What is the immortal time bias?

What is the immortal time bias?

Such studies may be subject to immortal time bias, meaning that, during the period of observation, there is some interval during which the outcome event cannot occur. The research participants are “immortal” in that they must survive long enough to receive the intervention being studied.

Is immortal time bias a form of selection bias?

Immortal time refers to a period of follow-up during which, by design, death or the study outcome cannot occur. This is a frequent problem in observational pharmacoepidemiology studies and is often due to selection bias, although we will see in the next section that misclassification can also explain this bias.

What is guarantee time bias?

Guarantee-time bias means that the participants in the treatment arm will only be monitored/followed up if they survive (or, for example, do not have symptoms that the treatment aims to prevent) for the whole of the time lag.

What is an example of information bias?

Missing data can be a major cause of information bias, where certain groups of people are more likely to have missing data. An example where differential recording may occur is in smoking data within medical records. The bias was more likely when the exposure is dichotomized.

What is immortal time?

Immortal time is a span of cohort follow-up during which, because of exposure definition, the outcome under study could not occur. Bias from immortal time was first identified in the 1970s in epidemiology in the context of cohort studies of the survival benefit of heart transplantation.

How can you control your immortal time bias?

Immortal time bias can be avoided by acknowledging a change in exposure status using a time-dependent covariate. For example, a MDC clinic patient would be considered unexposed from the date of study entry until he or she visits the MDC clinic and exposed from that point forward.

How do you avoid immortal time bias?

The only way to prevent immortal time bias is by designing studies so that participants are assigned to exposure groups based on their data at time-zero, rather than their data after time-zero.
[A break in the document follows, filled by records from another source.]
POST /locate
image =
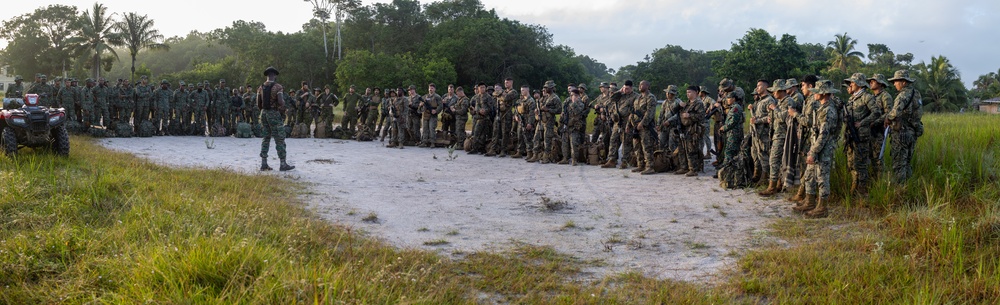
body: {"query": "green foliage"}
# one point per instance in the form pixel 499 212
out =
pixel 940 85
pixel 758 55
pixel 37 41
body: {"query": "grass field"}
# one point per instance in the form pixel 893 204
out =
pixel 107 227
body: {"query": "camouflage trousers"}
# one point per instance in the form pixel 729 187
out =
pixel 648 143
pixel 501 134
pixel 101 114
pixel 460 134
pixel 776 154
pixel 691 145
pixel 198 128
pixel 526 139
pixel 875 163
pixel 817 176
pixel 272 127
pixel 903 143
pixel 545 132
pixel 427 129
pixel 141 112
pixel 761 152
pixel 858 157
pixel 481 134
pixel 731 148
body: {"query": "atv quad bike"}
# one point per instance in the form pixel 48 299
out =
pixel 33 126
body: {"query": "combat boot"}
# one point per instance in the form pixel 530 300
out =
pixel 799 195
pixel 819 211
pixel 285 167
pixel 808 204
pixel 771 189
pixel 263 165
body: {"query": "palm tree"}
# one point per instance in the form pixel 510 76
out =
pixel 842 52
pixel 97 35
pixel 138 33
pixel 941 85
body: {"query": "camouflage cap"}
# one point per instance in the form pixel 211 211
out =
pixel 901 75
pixel 824 87
pixel 857 78
pixel 880 79
pixel 725 83
pixel 672 89
pixel 779 84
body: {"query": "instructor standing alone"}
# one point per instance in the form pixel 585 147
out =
pixel 272 104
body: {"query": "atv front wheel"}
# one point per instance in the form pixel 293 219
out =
pixel 9 142
pixel 60 138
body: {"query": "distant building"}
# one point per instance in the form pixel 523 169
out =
pixel 990 106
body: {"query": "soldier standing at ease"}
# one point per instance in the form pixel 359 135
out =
pixel 760 124
pixel 691 118
pixel 883 100
pixel 525 124
pixel 161 101
pixel 271 102
pixel 820 154
pixel 777 113
pixel 620 107
pixel 863 110
pixel 350 118
pixel 904 120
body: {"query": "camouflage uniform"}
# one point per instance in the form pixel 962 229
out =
pixel 504 121
pixel 905 122
pixel 269 99
pixel 761 135
pixel 350 112
pixel 884 100
pixel 161 100
pixel 620 107
pixel 864 110
pixel 102 115
pixel 526 125
pixel 221 104
pixel 143 101
pixel 429 110
pixel 199 100
pixel 691 140
pixel 482 105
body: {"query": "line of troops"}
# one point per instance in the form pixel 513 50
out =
pixel 795 127
pixel 129 108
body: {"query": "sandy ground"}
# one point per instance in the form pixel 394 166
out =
pixel 664 226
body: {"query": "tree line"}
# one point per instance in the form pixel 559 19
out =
pixel 405 42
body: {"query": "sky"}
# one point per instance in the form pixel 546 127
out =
pixel 620 33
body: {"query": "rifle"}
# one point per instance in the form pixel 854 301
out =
pixel 851 132
pixel 885 139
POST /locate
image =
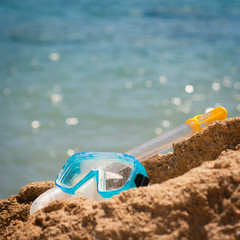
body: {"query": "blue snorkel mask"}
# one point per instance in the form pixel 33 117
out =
pixel 98 175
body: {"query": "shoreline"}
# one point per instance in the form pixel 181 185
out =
pixel 194 193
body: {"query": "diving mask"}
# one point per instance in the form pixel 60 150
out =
pixel 95 175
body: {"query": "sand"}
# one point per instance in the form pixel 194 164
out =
pixel 194 194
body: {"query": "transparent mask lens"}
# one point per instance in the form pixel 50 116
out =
pixel 114 177
pixel 112 173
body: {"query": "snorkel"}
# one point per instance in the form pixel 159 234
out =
pixel 98 175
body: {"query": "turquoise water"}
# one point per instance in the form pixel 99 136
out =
pixel 107 76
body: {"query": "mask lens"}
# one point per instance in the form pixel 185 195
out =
pixel 116 175
pixel 113 170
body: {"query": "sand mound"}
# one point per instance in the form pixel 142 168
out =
pixel 200 201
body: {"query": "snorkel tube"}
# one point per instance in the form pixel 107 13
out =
pixel 157 145
pixel 164 142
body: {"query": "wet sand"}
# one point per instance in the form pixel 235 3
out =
pixel 194 194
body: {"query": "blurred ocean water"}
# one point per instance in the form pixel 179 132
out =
pixel 107 76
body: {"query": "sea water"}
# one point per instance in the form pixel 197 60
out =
pixel 107 76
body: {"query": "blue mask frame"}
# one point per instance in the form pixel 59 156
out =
pixel 137 177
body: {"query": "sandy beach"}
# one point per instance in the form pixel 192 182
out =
pixel 194 194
In other words, assignment and time-zero must be aligned.

What is lead time bias in epidemiology?

A distortion overestimating the apparent time surviving with a disease caused by bringing forward the time of its diagnosis.

What is collider bias?

A distortion that modifies an association between an exposure and outcome, caused by attempts to control for a common effect of the exposure and outcome.

Is there a problem with immortal time bias?

Immortal time in observational studies can bias the results in favour of the treatment group, but it is not difficult to identify and avoid Well designed observational studies have made important contributions to our understanding of the risks and benefits of drug treatment.

What is the hazard ratio of immortal time?

A proper time-dependent analysis that correctly classified immortal person-time to the untreated group reversed the effect and revealed that the hazard ratio was 1.97 (1.53 to 2.52). This reanalysis also showed that the magnitude of immortal-time bias increases as the duration of immortal time increases. [4]

How does immortal time bias occur in exposure-based cohorts?

Exposure-based cohorts. Thus, immortal time bias occurs because valid bronchodilator person-time of follow-up with no deaths is not accounted for in the reference rate of death, resulting in an artificial increase in the rate of death in the reference group, leading to a spurious appearance of effectiveness ( 10 ).

How does immortal time bias affect insulin risk?

In contrast, the immortal time corrected crude rate ratio was 2.68. Similarly, statin users seemed to be at lower risk of progressing to insulin in the time fixed Cox analysis (adjusted hazard ratio 0.74, 95% confidence interval 0.58 to 0.95) but not in the time dependent analysis (1.97, 1.53 to 2.52).

Begin typing your search term above and press enter to search. Press ESC to cancel.